ExtremeTech Explains: What is a Neural Net?

As Moore’s Law approaches its endgame, the technosphere has looked to different and more diverse approaches to computing. We can’t just depend on driving clock speeds higher and higher. Nor can we continue making transistors increasingly smaller. But comparisons abound between computers and the human brain. After all, it’s all about computational power, and that’s one area where our brains are still better than computers. So, researchers have started designing computer systems that look and act more like brains. We call these systems neuromorphic systems, neural networks, or simply neural nets.

As we increase our understanding of the human connectome, our ability to understand the brain’s phenomenal information throughput grows in tandem. We now have a partial network diagram of the human brain. Consequently, neuromorphic computing tools have exploded in popularity. Like we predicted back in 2016, Artificial Intelligence (AI) is powering the current technological revolution in human healthcare. It also appears that neural nets may be the next frontier in the advance of computing technology as a whole.

This guide is intended to be a brief but thorough primer on neural networks. If you’re left with questions after reading, please let us know in the comments: we may address your questions in an update or a future article.

So, without further ado…

What is a Neural Network?

A neural network, also known as a neuromorphic system, is a system of hardware and/or software that emulates some aspect of the brain. Neural nets typically elaborate on three core components: A neural network is a system of neurons or nodes, plus their connections and weights. It must also possess some kind of propagation function. Some neural networks are capable of observing their own results, and changing their approach to a task.

Why Mimic the Brain?

There are two big reasons to choose the brain as a template for information processing. Firstly, brains and computers are already similar in a lot of ways. For example, brains and computers are both mesh networks of multiple layers, responsible for high-volume information processing. They both have working memory whose buffer can falter or overflow. They both have “cold storage” — the brain organizes information in a rough semantic hierarchy across the surface of the brain, similar to how a hard drive stores data in different places on its platter.
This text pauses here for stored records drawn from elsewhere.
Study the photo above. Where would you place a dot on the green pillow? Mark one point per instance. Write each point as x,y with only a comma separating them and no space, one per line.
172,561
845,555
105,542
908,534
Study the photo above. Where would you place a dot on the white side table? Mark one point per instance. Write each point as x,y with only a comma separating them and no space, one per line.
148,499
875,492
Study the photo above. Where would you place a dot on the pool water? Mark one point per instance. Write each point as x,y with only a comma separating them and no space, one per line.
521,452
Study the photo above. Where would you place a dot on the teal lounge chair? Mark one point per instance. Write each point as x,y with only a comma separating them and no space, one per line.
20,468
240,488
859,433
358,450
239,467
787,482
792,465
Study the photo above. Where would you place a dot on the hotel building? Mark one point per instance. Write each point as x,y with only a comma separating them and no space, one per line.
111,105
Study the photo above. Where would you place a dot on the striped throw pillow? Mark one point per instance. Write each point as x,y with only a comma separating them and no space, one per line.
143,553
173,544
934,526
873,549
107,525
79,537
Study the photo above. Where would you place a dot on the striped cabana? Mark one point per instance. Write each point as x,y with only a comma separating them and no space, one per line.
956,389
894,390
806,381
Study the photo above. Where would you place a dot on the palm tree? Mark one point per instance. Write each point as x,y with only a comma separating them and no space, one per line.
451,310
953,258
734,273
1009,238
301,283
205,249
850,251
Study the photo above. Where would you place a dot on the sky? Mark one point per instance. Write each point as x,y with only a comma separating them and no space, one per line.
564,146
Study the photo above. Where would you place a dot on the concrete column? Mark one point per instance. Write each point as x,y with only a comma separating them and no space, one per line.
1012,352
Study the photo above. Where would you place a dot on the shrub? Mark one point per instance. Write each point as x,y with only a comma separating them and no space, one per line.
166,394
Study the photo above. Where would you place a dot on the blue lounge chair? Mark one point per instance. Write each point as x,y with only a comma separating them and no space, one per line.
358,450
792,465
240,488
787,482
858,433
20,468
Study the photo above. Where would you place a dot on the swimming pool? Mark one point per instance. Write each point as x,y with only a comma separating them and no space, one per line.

And they both consist of a network of nodes, whose importance is individually expressed by the “weights” of their connections. Their nodes communicate using a series of electrical spikes that has data embedded in the sequence.

Secondly, brains are really good at what they do. They’re fast, light, and very low-power. The human brain is thought to have a petascale information throughput — much greater than any single PC we’ve ever built. (Distributed supercomputers don’t count.) They’re also efficient: the human brain operates on about twenty watts.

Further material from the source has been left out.